3.3 Stereotype Word Fairness

Table 2 shows the word-level fairness of our proposed methods, ablation studies, and two comparison techniques. Considering that the stereotype words are not fixed among different classification models, we calculate the fairness of all the words instead of the stereotype words in the texts in Table 2. Lower results mean better fairness in the prediction results.

Compared with the baselines, our proposed methods can reach average improvements of 1.64, 0.28, and 0.73 respectively across all the datasets. From the results, we can find our proposed methods can reach lower fairness metrics in TextCNN and RoBERTa models in most datasets. The improvements in fairness are not as significant as the improvements in F1 scores because we use the fairness on the whole word set in the documents instead of the stereotype word set. The larger stereotype word set easily leads to a smaller word fairness. Compared with three methods: CORSAIR, KEYWORD, and IMBWORD, our proposed methods select a smaller and more accurate stereotype word set for debiasing and can reach competitive results.

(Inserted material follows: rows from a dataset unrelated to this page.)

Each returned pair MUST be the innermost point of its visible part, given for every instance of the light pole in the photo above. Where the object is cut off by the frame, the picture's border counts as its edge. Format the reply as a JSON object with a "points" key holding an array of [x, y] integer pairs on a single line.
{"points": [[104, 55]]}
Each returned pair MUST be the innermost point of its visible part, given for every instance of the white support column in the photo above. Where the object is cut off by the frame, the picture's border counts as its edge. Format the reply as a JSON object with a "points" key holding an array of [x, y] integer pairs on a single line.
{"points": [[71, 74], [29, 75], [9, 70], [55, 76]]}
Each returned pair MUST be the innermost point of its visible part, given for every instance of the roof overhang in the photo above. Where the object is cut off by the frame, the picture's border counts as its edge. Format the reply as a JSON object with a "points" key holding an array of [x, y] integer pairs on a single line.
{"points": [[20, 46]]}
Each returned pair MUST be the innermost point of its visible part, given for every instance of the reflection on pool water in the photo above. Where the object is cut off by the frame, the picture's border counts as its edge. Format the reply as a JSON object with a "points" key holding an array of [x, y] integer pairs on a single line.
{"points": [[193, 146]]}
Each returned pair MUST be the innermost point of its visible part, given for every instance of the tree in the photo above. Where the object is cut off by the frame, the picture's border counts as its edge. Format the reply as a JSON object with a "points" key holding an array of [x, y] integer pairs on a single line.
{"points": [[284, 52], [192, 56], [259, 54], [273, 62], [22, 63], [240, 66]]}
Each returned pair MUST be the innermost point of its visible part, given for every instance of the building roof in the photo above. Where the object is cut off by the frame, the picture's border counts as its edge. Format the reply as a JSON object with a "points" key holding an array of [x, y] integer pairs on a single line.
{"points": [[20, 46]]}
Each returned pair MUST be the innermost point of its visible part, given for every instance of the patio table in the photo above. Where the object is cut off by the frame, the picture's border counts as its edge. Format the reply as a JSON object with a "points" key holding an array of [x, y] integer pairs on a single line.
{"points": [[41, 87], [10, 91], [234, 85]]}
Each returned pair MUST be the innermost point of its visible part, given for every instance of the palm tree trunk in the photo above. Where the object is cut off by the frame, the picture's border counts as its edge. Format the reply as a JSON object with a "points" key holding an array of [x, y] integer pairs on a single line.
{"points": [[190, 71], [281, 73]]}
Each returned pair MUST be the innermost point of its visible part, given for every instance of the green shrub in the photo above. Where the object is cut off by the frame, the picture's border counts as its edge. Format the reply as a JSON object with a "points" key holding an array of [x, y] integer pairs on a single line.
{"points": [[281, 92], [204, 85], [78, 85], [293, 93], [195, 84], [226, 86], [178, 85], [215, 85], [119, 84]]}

Table 2. Word-level fairness of proposed methods
Fig. 3.
figure 3

F1 and Fairness results under different proportion of stereotype words

3.4 Proportion of Stereotype Words

In this section, we implement further experiments on the influences of stereotype word proportion in the document set. We choose HyperPartisa and try 20 different proportions from 5%, 10%, to 100%. The Macro F1 scores and fairness are recorded in Fig. 3. For the TextRCNN model, the proportion of 15% can reach the highest F1 scores of more than 0.78 and rather low fairness around 17.00 while the best stereotype word proportion for the TextCNN model is around 50%, where the classification F1 is the highest: 0.73 and the word fairness is about 17.50. In addition, for the RoBERTa model, the F1 score can reach 0.75 when we set the proportion as 5%. In the meantime, the fairness is around 17.17 under this proportion. The different proportions show the effects of pre-trained embedding models and classification models on the stereotype bias. Similar to HyperPartisa, in other datasets, we can also select the best stereotype word proportions that can retain higher F1 scores and lower word fairness.

4 Conclusion

In this work, we follow previous works and focus on the potential word-level stereotype bias in text classification. We analyse the generation of bias in a causal view and propose a novel framework for bias mitigation. Our framework includes stereotype detection, fusion model training and unbiased prediction. Different from previous works, our framework can detect words that have a direct contribution to the predictions and does not rely on an external thesaurus. The experiments show better and more stable performances on multiple datasets and the ablation studies prove the effectiveness of the two parts in stereotype word detection. Moreover, we also explore the influences of the proportions of selected stereotype words. In future work, we will refine and weaken our assumptions on the proposed causal graph. We will include the causal path from the pre-trained model to the semantic variables and model the corresponding causal effects.